Coming & Crying: real stories about sex from the other side of the bed - via Warren Ellis:

"We want to produce this book because we want to read it; it's something we've been looking for for a long time and haven't found yet. Compelling writing that doesn't skip over the interesting parts, writing that is willing to go there, to be brave and to dwell in it, the way few published authors have.

"But where we did find this kind of work was online. It seems like everywhere we looked there were people, emboldened maybe by that distance of the computer monitor or the semi-anonymity of a username, drawn out by the encouragement of these little pockets of internet communities, pushing each other to report back from the thick of things, and to do it well."

Objective Ministries - I keep going back and forth on whether this is a genuine religious site or an elaborate and multilayered parody. Either way, it's damn creepy.

Neverending Story: The Lost Music Video - I kept waiting for this to burst into over-the-top parody, but it doesn't quite, though it dances right up to the edge (in very revealing tights). It does not feel right to be contemporary with the movie, but it's as if they were really trying to create a lost relic from it. nekouken agreed with me that it never quite makes it past mildly silly, saying, "It's like it's the Swedish version."

In support of a domestic violence charity, Patrick Stewart recounts his own childhood experiences - it's a subdued account, but that doesn't really make it any better:

"Thanks to Refuge's tireless campaigning, attitudes have changed.
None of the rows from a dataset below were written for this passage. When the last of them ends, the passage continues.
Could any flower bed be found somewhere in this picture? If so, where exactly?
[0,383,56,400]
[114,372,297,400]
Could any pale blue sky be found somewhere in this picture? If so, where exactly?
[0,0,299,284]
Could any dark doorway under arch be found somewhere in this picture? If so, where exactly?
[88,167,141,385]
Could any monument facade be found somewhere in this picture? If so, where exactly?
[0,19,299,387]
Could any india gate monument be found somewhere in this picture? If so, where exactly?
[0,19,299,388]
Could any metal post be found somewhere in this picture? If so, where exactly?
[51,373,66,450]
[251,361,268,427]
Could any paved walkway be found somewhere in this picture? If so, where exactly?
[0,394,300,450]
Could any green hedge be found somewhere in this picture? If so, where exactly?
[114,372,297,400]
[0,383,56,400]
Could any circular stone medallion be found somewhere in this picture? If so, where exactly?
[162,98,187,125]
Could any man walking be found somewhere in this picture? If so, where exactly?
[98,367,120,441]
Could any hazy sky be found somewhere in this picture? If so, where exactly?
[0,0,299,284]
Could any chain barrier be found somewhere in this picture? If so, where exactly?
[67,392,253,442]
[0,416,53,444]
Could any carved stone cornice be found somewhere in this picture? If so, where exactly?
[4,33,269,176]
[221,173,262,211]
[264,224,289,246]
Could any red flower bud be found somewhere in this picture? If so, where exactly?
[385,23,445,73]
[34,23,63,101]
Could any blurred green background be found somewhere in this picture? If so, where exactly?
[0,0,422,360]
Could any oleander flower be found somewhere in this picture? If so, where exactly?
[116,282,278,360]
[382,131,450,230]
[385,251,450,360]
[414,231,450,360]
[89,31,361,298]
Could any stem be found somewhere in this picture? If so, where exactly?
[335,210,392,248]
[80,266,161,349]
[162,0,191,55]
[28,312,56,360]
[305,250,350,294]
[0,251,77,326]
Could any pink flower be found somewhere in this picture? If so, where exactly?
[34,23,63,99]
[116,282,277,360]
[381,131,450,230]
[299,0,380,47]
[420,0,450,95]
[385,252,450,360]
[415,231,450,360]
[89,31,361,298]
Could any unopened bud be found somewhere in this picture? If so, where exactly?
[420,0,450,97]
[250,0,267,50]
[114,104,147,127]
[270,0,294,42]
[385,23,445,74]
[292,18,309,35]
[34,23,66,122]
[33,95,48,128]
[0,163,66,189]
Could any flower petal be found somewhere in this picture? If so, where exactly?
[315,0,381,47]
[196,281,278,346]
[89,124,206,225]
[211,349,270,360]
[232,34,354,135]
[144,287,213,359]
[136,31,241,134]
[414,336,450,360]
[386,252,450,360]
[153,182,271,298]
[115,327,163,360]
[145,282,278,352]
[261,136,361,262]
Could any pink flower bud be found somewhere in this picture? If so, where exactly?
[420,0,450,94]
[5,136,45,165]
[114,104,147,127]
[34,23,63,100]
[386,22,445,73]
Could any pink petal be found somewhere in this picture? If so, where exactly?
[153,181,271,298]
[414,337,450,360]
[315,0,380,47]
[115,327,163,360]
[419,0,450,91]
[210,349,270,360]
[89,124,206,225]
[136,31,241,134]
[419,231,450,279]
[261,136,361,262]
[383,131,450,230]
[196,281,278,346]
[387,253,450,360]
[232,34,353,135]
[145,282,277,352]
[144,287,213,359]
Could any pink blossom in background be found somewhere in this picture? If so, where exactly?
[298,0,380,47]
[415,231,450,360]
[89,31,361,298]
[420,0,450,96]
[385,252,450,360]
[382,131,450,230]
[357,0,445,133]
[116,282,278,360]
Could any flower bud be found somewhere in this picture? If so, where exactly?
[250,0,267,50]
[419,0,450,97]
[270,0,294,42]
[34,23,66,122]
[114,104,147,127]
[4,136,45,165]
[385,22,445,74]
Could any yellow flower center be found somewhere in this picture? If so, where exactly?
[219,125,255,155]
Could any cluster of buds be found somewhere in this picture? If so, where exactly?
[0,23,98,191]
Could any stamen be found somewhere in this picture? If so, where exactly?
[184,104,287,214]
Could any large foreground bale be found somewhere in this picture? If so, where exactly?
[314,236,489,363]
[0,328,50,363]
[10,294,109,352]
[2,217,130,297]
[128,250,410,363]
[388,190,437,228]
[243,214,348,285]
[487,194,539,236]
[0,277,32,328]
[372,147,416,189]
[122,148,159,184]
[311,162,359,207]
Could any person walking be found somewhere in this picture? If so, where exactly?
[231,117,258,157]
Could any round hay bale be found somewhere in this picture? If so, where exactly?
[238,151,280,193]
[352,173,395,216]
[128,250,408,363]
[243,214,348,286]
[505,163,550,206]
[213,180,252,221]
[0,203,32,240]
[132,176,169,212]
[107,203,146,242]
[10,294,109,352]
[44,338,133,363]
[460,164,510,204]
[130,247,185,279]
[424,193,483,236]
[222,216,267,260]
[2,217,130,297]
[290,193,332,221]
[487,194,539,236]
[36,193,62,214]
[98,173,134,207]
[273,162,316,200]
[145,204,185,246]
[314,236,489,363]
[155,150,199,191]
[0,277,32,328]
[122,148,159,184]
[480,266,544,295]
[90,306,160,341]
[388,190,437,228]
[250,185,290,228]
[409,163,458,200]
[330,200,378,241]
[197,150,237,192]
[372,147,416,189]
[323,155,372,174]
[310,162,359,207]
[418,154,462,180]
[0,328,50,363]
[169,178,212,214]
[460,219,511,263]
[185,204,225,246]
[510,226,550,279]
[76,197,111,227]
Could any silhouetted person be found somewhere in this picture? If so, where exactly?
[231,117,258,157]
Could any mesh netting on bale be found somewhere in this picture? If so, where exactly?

Police tactics have improved and most men are no longer able to get away with beating women. Yet the statistics still make for grim reading. More than two thirds of the residents in Refuge's network of refuges are children. I cannot express how sad – and angry – it makes me to think that we still cannot ensure the safety of women and children in their own homes.

"Most people find the idea of violence against women – and sometimes, though rarely, against men - abhorrent, but do nothing to challenge it. More women and children, just like my mother and me, will continue to experience domestic violence unless we all speak out against it. You can do this by supporting Refuge's latest campaign, Four Ways To Speak Out."
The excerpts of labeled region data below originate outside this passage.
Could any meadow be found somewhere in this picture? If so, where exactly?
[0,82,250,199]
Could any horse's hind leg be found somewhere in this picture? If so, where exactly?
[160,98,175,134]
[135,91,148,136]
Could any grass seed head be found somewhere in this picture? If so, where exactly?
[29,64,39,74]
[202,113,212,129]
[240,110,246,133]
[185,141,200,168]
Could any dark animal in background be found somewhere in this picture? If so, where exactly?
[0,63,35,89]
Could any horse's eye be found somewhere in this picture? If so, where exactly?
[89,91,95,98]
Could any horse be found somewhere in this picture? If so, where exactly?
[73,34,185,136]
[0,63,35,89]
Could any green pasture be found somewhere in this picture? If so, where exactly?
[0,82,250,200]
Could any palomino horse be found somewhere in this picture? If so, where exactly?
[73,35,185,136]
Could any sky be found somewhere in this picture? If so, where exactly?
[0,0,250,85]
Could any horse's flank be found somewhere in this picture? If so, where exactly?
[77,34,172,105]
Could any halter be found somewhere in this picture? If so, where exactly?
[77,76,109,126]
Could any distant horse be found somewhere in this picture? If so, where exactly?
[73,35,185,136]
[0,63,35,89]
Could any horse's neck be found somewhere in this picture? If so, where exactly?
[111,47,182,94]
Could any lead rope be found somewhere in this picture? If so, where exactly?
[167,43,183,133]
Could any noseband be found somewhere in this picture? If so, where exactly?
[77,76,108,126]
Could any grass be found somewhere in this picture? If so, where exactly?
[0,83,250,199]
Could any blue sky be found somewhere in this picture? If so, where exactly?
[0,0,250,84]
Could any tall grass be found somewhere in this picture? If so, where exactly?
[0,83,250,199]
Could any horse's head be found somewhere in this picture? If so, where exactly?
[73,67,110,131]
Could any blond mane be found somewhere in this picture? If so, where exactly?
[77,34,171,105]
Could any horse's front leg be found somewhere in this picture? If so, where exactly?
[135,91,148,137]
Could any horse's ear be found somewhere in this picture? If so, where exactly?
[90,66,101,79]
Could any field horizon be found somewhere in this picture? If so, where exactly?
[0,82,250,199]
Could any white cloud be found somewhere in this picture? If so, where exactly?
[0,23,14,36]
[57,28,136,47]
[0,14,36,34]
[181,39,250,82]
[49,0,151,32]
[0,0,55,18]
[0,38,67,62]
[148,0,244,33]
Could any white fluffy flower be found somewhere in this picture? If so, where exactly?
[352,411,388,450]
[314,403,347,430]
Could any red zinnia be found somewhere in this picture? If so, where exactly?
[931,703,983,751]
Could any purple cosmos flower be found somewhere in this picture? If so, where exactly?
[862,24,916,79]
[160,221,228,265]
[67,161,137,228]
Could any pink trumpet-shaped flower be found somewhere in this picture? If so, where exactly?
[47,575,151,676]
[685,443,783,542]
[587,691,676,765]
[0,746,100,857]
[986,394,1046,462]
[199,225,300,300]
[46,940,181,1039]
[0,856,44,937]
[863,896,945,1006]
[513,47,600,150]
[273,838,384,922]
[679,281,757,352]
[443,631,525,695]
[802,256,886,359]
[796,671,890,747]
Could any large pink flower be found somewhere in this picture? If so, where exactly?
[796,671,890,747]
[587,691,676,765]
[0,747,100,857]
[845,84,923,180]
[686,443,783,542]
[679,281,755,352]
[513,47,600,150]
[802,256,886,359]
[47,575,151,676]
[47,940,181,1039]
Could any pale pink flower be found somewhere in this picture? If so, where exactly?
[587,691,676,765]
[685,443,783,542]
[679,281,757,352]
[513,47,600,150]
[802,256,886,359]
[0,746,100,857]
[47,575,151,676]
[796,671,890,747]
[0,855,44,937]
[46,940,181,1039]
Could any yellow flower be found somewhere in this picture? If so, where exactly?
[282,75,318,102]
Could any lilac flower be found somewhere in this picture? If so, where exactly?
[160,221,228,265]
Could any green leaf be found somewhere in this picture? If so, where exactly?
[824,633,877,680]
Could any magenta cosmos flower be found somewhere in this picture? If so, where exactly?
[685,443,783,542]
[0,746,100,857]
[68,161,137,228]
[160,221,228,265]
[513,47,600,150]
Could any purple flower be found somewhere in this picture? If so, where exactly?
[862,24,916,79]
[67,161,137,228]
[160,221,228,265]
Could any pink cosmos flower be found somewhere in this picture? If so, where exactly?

"How to Disagree," an essay by Paul Graham - I found this site because I was looking for a 101 level discussion of the "tone argument." This essay is a short list of debate techniques, ranked by validity, in which he gives a very neutral and concise explanation of how it is a fallacious debate tool:

"The next level up we start to see responses to the writing, rather than the writer. The lowest form of these is to disagree with the author's tone. E.g.
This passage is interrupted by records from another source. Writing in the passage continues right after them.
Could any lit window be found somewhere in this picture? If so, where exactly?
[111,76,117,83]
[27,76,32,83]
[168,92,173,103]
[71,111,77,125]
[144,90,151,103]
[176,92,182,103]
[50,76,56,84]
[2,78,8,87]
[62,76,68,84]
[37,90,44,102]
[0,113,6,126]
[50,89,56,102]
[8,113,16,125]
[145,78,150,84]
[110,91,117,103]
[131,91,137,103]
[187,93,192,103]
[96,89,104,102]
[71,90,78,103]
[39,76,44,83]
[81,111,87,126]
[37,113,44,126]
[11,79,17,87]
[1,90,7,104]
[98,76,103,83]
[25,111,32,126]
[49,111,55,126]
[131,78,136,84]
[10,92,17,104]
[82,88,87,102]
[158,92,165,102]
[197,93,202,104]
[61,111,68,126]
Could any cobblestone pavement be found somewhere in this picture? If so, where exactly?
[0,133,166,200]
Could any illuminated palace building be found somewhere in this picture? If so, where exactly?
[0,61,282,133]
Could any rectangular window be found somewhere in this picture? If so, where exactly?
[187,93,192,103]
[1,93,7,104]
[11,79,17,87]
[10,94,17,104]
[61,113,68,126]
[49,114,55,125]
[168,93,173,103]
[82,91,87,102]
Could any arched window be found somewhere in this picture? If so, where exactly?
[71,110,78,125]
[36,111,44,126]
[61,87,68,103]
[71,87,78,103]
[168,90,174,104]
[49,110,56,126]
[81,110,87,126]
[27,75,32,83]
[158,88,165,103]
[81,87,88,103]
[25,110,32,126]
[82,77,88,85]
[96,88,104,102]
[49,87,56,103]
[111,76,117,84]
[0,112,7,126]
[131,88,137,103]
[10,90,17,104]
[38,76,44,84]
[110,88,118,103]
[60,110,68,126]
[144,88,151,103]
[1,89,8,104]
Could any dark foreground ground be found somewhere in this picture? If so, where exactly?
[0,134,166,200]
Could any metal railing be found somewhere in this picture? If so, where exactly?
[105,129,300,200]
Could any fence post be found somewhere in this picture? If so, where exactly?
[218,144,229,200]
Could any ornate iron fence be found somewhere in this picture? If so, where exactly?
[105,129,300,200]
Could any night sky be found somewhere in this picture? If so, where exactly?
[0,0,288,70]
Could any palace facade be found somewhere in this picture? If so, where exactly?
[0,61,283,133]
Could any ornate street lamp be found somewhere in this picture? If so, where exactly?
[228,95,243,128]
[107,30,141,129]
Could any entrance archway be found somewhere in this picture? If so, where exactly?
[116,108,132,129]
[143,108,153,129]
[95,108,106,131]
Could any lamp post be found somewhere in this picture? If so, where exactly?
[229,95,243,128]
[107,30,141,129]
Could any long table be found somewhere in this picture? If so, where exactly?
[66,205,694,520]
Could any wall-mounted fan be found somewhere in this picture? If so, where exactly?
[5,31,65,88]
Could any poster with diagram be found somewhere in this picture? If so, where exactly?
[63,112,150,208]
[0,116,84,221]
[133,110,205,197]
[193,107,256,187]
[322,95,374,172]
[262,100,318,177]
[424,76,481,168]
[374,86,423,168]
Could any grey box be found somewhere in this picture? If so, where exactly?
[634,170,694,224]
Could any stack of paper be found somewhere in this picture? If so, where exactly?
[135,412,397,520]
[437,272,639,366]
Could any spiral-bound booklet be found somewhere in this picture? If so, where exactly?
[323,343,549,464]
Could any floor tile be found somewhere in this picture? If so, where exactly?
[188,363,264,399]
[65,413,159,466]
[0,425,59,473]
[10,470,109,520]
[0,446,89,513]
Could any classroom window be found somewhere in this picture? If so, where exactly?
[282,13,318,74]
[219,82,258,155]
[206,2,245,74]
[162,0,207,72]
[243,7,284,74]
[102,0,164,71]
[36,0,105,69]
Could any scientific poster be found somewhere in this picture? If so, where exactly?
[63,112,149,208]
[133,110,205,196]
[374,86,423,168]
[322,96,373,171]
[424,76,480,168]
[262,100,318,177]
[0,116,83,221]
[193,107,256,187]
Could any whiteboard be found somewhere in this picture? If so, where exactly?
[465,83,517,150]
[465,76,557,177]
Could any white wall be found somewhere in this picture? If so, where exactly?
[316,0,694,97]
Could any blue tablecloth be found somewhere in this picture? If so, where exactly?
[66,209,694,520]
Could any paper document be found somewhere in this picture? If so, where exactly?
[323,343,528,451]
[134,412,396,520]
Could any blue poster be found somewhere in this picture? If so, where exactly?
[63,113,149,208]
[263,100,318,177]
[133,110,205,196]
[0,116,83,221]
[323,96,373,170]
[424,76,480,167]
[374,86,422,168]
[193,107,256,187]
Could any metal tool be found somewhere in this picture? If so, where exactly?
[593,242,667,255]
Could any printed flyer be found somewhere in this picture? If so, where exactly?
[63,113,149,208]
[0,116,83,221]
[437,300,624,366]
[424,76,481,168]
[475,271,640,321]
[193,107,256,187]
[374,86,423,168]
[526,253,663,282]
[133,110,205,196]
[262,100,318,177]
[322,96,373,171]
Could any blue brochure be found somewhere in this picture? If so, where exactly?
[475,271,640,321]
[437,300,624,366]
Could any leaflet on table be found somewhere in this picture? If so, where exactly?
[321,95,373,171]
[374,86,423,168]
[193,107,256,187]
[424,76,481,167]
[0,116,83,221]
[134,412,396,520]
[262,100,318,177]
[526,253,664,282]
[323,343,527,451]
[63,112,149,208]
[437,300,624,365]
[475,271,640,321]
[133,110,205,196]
I can't believe the author dismisses intelligent design in such a cavalier fashion.

"Though better than attacking the author, this is still a weak form of disagreement. It matters much more whether the author is wrong or right than what his tone is. Especially since tone is so hard to judge. Someone who has a chip on their shoulder about some topic might be offended by a tone that to other readers seemed neutral.

"So if the worst thing you can say about something is to criticize its tone, you're not saying much. Is the author flippant, but correct? Better that than grave and wrong. And if the author is incorrect somewhere, say where."

From there I went on to read some of his other essays. I have found him quite insightful so far. That last one already has tangential relevance to my new job. Interesting indeed.